Monday, October 3, 2011

Lazy, Self-indulgent Moralism: That is What it Means to Be Left-wing Today

By now you may have heard of the protest in New York: Occupy Wall Street. In reading about this phenomenon I was reminded of the recent George W. Bush fiasco at Tyndale. Why? Because both protests are juvenile, shallow and purely destructive rather than constructive. Such "protests for protest's sake" cost nothing, solve nothing and mean nothing.

Kelly McParland of the National Post captures the cheerful nihilism of the protesters when he writes:
The biggest challenge for “Occupy Wall Street,” the nascent protest organization that is trying its best to create some trouble somewhere, anywhere, may be to figure out what they’re against. Or what they’re for.

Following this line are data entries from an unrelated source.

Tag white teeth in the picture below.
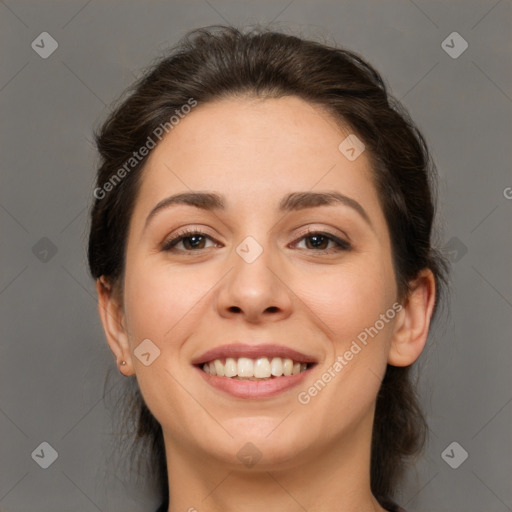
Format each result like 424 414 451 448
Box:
283 359 293 376
254 357 270 379
203 357 308 380
270 357 283 377
215 359 224 377
238 357 254 377
224 357 238 377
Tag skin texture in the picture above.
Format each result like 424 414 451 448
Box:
97 97 435 512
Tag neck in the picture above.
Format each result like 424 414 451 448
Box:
164 414 385 512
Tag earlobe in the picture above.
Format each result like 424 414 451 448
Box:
96 276 135 376
388 269 436 366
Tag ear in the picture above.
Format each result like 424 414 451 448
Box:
388 269 436 366
96 276 135 377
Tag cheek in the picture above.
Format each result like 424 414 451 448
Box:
124 260 207 347
297 261 395 348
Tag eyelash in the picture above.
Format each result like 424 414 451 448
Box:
161 229 352 254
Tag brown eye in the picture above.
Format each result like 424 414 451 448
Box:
295 231 352 253
162 231 214 252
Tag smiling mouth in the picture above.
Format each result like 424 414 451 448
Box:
197 357 314 380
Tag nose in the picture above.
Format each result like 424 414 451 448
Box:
217 244 293 324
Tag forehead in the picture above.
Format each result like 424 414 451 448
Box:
133 97 384 222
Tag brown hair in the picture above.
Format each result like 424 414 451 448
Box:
88 27 447 506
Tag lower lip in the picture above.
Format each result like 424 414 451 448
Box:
196 366 311 399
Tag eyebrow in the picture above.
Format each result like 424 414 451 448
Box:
144 192 373 229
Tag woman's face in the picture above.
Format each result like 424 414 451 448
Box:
117 97 400 467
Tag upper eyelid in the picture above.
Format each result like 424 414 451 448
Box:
161 226 352 252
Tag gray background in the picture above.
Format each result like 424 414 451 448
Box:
0 0 512 512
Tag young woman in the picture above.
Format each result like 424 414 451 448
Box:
88 27 446 512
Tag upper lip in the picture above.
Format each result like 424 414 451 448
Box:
192 343 317 364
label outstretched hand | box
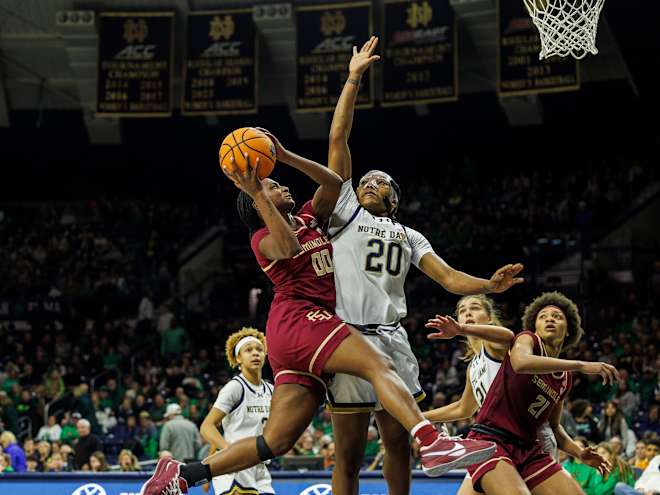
[580,447,612,476]
[255,127,287,160]
[488,263,525,293]
[424,315,461,340]
[222,153,263,198]
[348,36,380,78]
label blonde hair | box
[225,327,267,368]
[454,294,502,362]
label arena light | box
[55,10,96,27]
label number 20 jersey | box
[476,332,572,444]
[328,180,433,325]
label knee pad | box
[257,435,275,462]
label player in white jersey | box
[424,295,557,495]
[200,328,275,495]
[328,37,522,495]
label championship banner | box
[96,12,174,117]
[296,2,374,111]
[381,0,458,106]
[497,0,580,96]
[186,9,259,115]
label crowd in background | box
[0,156,660,495]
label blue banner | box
[0,471,464,495]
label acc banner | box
[497,0,580,96]
[381,0,458,106]
[186,9,259,115]
[96,12,174,117]
[296,2,374,111]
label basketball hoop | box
[524,0,605,59]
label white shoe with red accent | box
[419,434,495,478]
[140,456,188,495]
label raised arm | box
[424,369,479,423]
[511,335,619,384]
[223,157,302,260]
[419,252,524,296]
[328,36,380,181]
[257,127,343,221]
[425,315,514,350]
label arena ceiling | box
[0,0,636,144]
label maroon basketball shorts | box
[266,300,351,394]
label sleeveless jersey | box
[470,343,502,407]
[476,332,572,443]
[328,180,433,325]
[213,374,273,443]
[251,201,335,311]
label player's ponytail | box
[236,191,263,237]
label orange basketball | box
[219,127,276,179]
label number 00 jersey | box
[470,343,502,407]
[476,332,572,443]
[328,180,433,325]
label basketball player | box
[200,327,275,495]
[142,140,494,495]
[424,295,558,495]
[468,292,619,495]
[328,37,522,495]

If anything.
The Toronto Star reports that the protests are spreading to Canada. Oh goody.
Organizers from a group called Occupy Toronto plan to descend on the city’s financial district on Oct. 15 at 10 a.m. The event is inspired by Occupy Wall Street, a group of demonstrators which has camped out near New York’s Financial District for two weeks. . . .

Like Occupy Wall Street, the group has yet to spell out a clear objective. Protesters in New York have spoken out against corporate greed, social inequality, global climate change and other concerns.

“We have a lot of critics and skeptics about the fact that currently, there are no goals,” spokesperson Bryan Batty said. “But it comes down to corporate greed. That’s the one thing that everyone is unified on right now,” he said, adding that the group’s democratic process will elicit more specific goals.

Aren't those critics harsh? Who needs details like "specific goals" when you have a chance to change the world? (By the way, is that last name for real? Batty?)

Tim Stanley writes a post at the Daily Telegraph entitled: "If the Wall Street protesters really want to reform capitalism they should join the Tea Party."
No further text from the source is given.